ENVIRONMENTAL SOUNDSCAPES IN FERRARI’S PRESQUE RIEN (1967–1970)
Portable field recorders enable composers to integrate natural spatial environments (both interior and exterior) into their work. Interior recordings bring us into living spaces, while recording the open space of the outdoors environment allows us to enter the realm of free field acoustics, characterized by a total lack of reflections. Of course, there can also be reflections outside, but the distance cue becomes especially important as we hear the natural foreground/background of the soundstage.
As mentioned in chapter 4, Walter Ruttmann’s Weekend (1930) pioneered this genre, depicting the urban soundscape of Berlin. Two decades later, musique concrète used natural sounds, but typically in short clips spliced together rapidly.
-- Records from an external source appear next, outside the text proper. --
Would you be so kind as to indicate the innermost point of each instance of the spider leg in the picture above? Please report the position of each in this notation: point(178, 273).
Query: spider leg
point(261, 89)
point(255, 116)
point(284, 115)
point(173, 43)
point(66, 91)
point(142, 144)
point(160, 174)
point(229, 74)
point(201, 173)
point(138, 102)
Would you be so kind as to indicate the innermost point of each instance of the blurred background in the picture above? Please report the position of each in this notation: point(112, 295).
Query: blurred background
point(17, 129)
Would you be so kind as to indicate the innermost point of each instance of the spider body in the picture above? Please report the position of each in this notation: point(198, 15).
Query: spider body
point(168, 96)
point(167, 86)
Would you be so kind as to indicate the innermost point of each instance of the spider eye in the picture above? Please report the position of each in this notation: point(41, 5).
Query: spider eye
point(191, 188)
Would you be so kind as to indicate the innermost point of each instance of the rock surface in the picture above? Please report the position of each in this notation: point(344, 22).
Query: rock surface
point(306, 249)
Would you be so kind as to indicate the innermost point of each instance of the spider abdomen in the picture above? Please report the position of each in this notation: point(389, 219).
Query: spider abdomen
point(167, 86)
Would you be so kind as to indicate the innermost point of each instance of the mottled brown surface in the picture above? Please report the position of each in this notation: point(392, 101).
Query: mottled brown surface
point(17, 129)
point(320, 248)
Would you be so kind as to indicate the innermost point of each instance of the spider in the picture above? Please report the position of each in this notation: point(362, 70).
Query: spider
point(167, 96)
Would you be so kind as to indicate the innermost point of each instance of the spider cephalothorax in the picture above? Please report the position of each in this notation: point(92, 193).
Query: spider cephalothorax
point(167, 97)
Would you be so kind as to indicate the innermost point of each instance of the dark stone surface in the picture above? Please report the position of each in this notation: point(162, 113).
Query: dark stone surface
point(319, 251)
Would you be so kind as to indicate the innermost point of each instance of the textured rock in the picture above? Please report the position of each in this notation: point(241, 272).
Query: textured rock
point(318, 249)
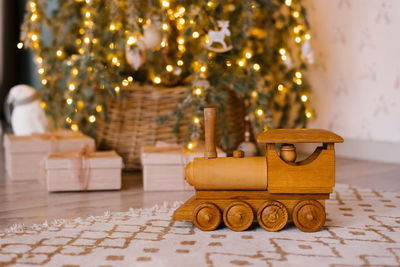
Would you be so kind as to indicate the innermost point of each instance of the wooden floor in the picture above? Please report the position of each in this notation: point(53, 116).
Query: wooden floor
point(29, 202)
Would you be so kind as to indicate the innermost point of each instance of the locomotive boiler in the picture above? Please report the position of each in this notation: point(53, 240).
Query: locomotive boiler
point(272, 190)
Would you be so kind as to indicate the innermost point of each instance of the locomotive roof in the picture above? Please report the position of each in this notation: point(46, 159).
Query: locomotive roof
point(298, 136)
In contrast, Luc Ferrari’s breakthrough composition Presque rien ou le lever du jour au bord de la mer (1967–1970) began as a long, continuous recording of environmental sounds at a Yugoslavian beach. An inveterate recordist, Ferrari gathered sounds from around the world and integrated them into his compositions, creating amazing fictional soundscapes by layering one environment on top of another. By now, soundscape music is an established genre practiced by many artists (Schafer 1977).
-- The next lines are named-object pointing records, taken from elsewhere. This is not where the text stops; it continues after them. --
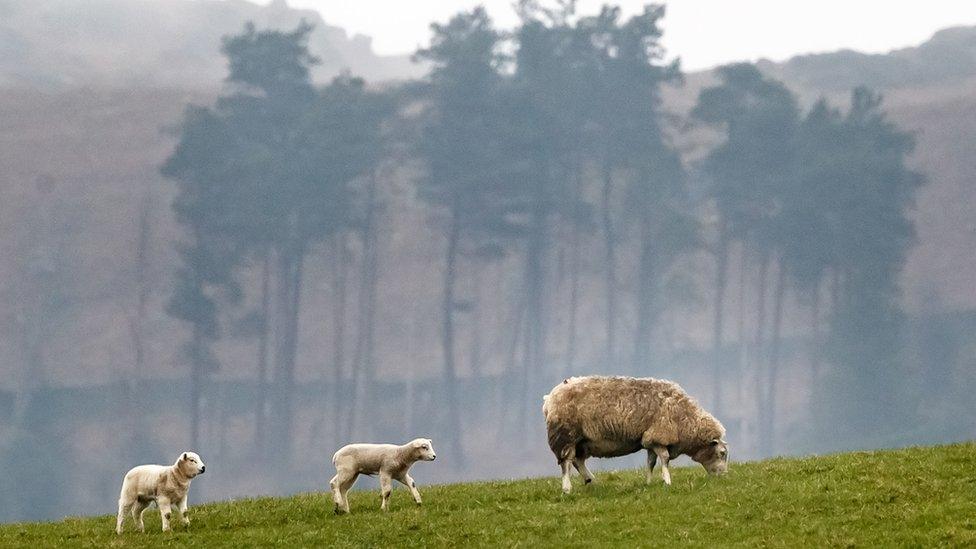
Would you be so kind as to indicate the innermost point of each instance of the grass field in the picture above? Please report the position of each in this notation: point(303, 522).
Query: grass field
point(909, 497)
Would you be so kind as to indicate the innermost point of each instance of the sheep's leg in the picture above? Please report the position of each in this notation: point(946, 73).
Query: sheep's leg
point(407, 481)
point(165, 511)
point(124, 507)
point(664, 456)
point(386, 488)
point(580, 464)
point(137, 511)
point(567, 485)
point(651, 462)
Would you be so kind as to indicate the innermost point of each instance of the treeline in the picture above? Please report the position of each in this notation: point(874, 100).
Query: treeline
point(531, 151)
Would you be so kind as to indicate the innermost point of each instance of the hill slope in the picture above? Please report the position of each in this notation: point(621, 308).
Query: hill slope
point(915, 496)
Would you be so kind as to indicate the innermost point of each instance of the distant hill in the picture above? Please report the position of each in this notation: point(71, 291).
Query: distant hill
point(911, 497)
point(88, 89)
point(948, 57)
point(53, 44)
point(928, 90)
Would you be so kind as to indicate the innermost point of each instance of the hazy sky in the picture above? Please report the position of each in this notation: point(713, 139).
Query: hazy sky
point(703, 33)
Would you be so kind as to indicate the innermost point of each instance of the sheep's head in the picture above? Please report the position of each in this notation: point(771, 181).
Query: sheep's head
point(423, 449)
point(190, 464)
point(714, 457)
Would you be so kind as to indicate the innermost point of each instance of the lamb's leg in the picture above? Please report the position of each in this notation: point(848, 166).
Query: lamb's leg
point(137, 511)
point(386, 487)
point(407, 481)
point(341, 483)
point(664, 456)
point(165, 511)
point(184, 514)
point(124, 507)
point(651, 462)
point(580, 464)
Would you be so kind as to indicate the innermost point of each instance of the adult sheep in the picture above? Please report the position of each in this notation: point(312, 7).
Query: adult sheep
point(599, 416)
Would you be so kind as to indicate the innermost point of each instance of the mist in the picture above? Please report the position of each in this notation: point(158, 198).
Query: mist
point(256, 239)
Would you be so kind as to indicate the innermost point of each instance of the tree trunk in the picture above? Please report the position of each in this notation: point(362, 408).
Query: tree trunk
point(721, 272)
point(450, 369)
point(260, 420)
point(289, 295)
point(611, 261)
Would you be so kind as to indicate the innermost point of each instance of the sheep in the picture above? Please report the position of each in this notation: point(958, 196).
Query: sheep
point(390, 461)
point(160, 483)
point(600, 416)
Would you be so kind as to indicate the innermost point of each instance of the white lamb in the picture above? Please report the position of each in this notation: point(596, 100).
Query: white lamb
point(389, 461)
point(163, 484)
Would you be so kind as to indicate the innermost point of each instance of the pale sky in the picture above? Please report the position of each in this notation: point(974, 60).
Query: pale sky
point(704, 33)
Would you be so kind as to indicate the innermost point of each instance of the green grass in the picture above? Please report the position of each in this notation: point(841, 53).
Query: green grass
point(911, 497)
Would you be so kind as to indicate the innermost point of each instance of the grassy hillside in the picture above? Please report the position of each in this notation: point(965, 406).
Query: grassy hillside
point(915, 496)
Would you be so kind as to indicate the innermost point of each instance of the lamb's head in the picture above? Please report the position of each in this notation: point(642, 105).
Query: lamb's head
point(190, 464)
point(714, 457)
point(423, 449)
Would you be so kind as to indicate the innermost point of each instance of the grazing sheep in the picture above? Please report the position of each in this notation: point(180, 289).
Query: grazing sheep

(Composing Electronic Music - A NEW AESTHETIC by Curtis Roads)
The soundscape composition is a form of electroacoustic music, characterized by the presence of recognizable environmental sounds and contexts, the purpose being to invoke the listener's associations, memories, and imagination related to the soundscape. At first, the simple exercise of "framing" environmental sound by taking it out of context, where often it is ignored, and directing the listener's attention to it in a publication or public presentation, meant that the compositional technique involved was minimal . . . This neutral use of the material established one end of the continuum occupied by soundscape compositions, namely those that are the closest to the original environment, or what might be called "found compositions". Other works use transformations of environmental sounds . . . with an inevitable increase in the level of abstraction. However, the intent is always to reveal a deeper level of signifcation inherent within the sound and to invoke the listener's semantic associations without obliterating the sound's recognizability.